Leave a Legacy: 77 Questions College Students Ask

The following question and answer comes from my book Success for Life: Answers to the 77 Questions College Students Ask. I received over 1000 questions from students looking for answers, wondering about the best path in life.  If you like what you read here, you can pick up your copy AT AN ALL-NEW LOW PRICE to read all of this helpful advice.

 

FrontCoverr small

How can I create a legacy on earth after I’m gone? Will I be just another teacher or will I be a valuable teacher that touches lives and makes a difference?

 

What a deep question! Honestly, this is the one that most haunts my own thoughts and my wife probably should just answer for me. I’m not sure I know a good enough answer, but I do have some thoughts. Actually, you can probably understand my words by reading the previous questions and responses.

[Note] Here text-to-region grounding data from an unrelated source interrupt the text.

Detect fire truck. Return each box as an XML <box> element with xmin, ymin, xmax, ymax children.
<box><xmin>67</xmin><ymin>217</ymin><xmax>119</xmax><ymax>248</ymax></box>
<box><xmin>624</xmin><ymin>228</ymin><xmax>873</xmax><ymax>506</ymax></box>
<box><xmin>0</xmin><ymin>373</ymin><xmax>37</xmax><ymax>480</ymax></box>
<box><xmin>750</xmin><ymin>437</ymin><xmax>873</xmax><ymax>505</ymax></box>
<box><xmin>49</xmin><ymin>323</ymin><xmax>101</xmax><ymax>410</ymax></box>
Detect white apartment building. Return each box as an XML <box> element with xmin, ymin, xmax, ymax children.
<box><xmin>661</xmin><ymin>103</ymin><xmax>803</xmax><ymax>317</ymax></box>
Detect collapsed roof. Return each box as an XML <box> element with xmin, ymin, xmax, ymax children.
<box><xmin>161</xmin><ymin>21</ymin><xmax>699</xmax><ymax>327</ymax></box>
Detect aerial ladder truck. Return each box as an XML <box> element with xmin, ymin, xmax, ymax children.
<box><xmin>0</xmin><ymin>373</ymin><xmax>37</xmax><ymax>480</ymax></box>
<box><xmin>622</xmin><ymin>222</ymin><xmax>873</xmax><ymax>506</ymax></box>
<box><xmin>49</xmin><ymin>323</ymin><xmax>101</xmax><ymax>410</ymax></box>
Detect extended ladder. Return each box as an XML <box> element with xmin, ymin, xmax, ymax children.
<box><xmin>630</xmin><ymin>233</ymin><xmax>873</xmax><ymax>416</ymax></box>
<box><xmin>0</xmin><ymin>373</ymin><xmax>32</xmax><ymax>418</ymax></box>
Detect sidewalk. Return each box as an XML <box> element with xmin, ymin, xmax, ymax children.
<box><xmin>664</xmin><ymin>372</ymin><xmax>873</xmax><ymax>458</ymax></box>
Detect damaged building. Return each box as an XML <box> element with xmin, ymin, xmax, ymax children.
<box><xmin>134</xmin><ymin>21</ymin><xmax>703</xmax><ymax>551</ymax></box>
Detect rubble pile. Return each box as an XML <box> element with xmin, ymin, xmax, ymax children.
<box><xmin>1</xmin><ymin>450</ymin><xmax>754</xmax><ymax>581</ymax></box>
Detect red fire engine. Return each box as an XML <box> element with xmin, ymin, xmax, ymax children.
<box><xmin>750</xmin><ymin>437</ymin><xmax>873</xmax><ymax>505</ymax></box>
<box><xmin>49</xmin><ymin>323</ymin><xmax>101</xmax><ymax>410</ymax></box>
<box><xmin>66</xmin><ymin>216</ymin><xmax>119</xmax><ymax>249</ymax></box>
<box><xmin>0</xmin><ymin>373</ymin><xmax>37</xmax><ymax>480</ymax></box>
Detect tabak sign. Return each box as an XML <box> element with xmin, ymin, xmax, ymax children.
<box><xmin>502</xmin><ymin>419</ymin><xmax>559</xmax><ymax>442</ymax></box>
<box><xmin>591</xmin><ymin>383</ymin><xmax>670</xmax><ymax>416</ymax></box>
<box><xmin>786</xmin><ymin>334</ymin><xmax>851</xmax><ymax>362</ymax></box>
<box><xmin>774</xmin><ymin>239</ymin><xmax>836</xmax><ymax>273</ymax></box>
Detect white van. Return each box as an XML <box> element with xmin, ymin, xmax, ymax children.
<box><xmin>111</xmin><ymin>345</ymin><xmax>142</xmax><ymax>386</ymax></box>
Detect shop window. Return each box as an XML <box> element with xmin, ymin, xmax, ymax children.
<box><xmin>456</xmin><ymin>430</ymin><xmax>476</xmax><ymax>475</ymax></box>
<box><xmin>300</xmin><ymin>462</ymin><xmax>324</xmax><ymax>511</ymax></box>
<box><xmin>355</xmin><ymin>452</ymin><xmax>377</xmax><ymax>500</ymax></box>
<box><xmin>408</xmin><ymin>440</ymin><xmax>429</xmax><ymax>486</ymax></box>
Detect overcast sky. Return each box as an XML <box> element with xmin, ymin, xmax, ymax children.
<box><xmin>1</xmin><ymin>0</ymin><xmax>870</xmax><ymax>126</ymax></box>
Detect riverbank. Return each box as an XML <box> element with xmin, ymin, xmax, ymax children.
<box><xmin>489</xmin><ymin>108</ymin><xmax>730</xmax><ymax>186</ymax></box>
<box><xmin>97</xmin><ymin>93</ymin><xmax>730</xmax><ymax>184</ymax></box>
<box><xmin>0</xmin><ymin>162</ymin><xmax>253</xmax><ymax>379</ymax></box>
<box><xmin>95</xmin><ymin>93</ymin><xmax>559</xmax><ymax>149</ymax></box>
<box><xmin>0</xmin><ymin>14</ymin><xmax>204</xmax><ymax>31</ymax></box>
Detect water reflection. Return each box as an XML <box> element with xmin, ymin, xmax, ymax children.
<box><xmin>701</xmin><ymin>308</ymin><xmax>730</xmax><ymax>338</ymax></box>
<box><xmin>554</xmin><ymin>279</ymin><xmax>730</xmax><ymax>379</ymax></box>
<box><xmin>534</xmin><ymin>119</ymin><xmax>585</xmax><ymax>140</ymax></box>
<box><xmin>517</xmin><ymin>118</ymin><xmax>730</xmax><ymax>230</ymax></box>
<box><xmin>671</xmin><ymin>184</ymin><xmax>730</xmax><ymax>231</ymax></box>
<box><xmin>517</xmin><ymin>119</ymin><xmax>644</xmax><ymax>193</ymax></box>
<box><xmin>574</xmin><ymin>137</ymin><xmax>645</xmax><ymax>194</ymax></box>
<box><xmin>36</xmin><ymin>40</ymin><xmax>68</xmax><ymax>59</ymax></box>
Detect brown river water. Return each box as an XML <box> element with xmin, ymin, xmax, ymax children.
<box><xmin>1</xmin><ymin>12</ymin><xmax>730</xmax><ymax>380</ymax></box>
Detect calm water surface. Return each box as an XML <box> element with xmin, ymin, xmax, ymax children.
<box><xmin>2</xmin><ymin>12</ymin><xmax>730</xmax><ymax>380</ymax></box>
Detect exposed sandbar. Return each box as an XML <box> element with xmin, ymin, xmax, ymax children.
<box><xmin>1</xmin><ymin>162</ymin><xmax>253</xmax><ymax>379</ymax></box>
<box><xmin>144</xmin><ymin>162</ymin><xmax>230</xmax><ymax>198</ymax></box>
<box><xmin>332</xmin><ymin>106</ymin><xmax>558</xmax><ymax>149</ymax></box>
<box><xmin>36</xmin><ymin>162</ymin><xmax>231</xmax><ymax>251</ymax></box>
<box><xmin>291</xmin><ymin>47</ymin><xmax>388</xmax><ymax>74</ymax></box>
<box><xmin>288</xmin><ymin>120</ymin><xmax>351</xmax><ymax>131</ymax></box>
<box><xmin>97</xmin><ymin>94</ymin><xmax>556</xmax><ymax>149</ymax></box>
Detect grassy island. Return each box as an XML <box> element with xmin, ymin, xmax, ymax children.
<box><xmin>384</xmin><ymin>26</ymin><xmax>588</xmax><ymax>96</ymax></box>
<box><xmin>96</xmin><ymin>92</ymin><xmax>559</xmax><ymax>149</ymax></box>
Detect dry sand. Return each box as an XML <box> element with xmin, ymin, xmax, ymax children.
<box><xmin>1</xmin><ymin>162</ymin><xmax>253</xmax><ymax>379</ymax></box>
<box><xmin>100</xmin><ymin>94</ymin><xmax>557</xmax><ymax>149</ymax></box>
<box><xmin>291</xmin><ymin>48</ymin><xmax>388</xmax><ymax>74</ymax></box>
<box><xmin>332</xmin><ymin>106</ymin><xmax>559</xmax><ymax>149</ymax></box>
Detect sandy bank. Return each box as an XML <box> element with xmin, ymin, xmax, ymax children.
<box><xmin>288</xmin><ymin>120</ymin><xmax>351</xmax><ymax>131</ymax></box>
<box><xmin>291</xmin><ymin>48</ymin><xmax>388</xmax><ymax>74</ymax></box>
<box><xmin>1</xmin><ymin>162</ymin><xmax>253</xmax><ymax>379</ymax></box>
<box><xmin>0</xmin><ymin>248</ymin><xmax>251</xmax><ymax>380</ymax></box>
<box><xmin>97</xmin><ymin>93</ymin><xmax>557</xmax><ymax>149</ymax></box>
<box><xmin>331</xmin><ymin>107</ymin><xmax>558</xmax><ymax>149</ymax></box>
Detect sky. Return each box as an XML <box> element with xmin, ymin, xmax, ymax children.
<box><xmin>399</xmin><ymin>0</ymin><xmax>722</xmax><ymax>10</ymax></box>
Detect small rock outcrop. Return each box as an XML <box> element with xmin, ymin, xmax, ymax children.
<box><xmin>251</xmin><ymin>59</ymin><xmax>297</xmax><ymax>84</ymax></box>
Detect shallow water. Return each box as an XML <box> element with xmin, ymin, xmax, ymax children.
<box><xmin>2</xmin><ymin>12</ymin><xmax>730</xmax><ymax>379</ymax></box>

Creating a legacy starts inside you.

 

Continue the work you have started now on building a better you. Whether you need to better your skills at communication or time management or getting into shape or how you deal with your relationships, making a stronger you aids you in the legacy you build.

 

Yet, understand this truth—you will leave a legacy and make a difference no matter what you do. The real question, what I think you probably are asking, is “what KIND of difference will you make?” Every interaction with others leaves a mark, makes a ripple in their life. All teachers touch the students they are with, for good or ill. This reality is even more why you must focus on becoming a person of worth.

 

If you are a negative, bitter, ugly or mean person, the impact you leave on others is poisonous. So, if you don’t want to leave a legacy that others hate to recall, then the thing to change or improve is you.

 

How, then, with a good internal person of worth, do you leave a legacy? Put others first. Invest in the lives of others, even your rivals. Learn to cheer from the bench; you will not always be a “starter,” but you can applaud the excellence and success of others. Serve others by helping them with their needs. Be a nice person, pleasant and kind. I know the old adage that “nice guys finish last” but that simply is not true. First it misses the reality of where the finish line might be (hint—it’s with God), but more so it misses what true success is (refer back to question #3).

 

As you pour yourself into others, you can’t help but leave a legacy. Students will remember you forever, as I do many of my own teachers, childhood through college. You may never be world famous, but your impact will be deep!